Realitasindo.com – Puskesmas Sangatta Selatan memastikan pelayanan kesehatan dasar bagi masyarakat tetap optimal tanpa mengalami kekurangan obat. Hal ini dimungkinkan karena Puskesmas telah berstatus Badan Layanan Umum Daerah (BLUD), yang memberikan keleluasaan dalam pengelolaan anggaran termasuk pengadaan obat secara mandiri.
Kepala Puskesmas Sangatta Selatan, dr. Eko Handoyo, menjelaskan bahwa status BLUD membuat pihaknya lebih fleksibel dalam menyediakan obat sesuai kebutuhan pasien.
“Alhamdulillah, untuk ketersediaan obat tidak ada kendala. Karena kami BLUD, kami bisa menganggarkan dan mengadakan obat sendiri,” ujarnya, Rabu (26/11/2025).
Dalam sistem BLUD, Puskesmas tidak harus menunggu pasokan obat dari Dinas Kesehatan. Ketika stok obat tertentu di dinas kosong, Puskesmas dapat melakukan pengadaan langsung sehingga pelayanan kepada masyarakat tidak terganggu.
“Kalau dinas kosong, kami tetap bisa belanja sendiri.
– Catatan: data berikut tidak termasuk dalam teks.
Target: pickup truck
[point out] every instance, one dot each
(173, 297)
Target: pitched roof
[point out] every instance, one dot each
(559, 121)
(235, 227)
Ini penting agar pelayanan tidak berhenti. Jadi apa pun indikasi penyakitnya, obatnya selalu tersedia,” kata dr. Eko.
Dengan jumlah kunjungan yang mencapai sekitar 150 pasien per hari, ketersediaan obat menjadi aspek krusial. Model pengelolaan berbasis BLUD terbukti menjaga kontinuitas layanan, terutama untuk penyakit-penyakit umum seperti ISPA, diare, hipertensi, hingga penanganan kasus TBC yang membutuhkan obat rutin.
“Tiap hari kunjungan ramai. Tapi pelayanan tetap lancar karena stok obat aman,” tambahnya.
Pengelolaan anggaran secara mandiri juga membuat Puskesmas dapat menyesuaikan pengadaan obat dengan kebutuhan riil di lapangan. Hal ini berdampak pada efisiensi anggaran dan percepatan penyaluran obat kepada pasien.
“Kami bisa menyesuaikan jenis dan jumlah obat sesuai kebutuhan wilayah. Itu membuat pelayanan jauh lebih efektif,” jelas dr. Eko.
Dengan dukungan tenaga medis lengkap dan kemampuan pengelolaan obat yang lebih cepat, Puskesmas Sangatta Selatan memastikan masyarakat mendapatkan pelayanan kesehatan yang layak, cepat, dan terpercaya.
“Kami ingin masyarakat merasa aman. Mereka tidak perlu khawatir kehabisan obat ketika berobat ke Puskesmas,” tegasnya.(adv/Diskominfo Kutim/Ridwan).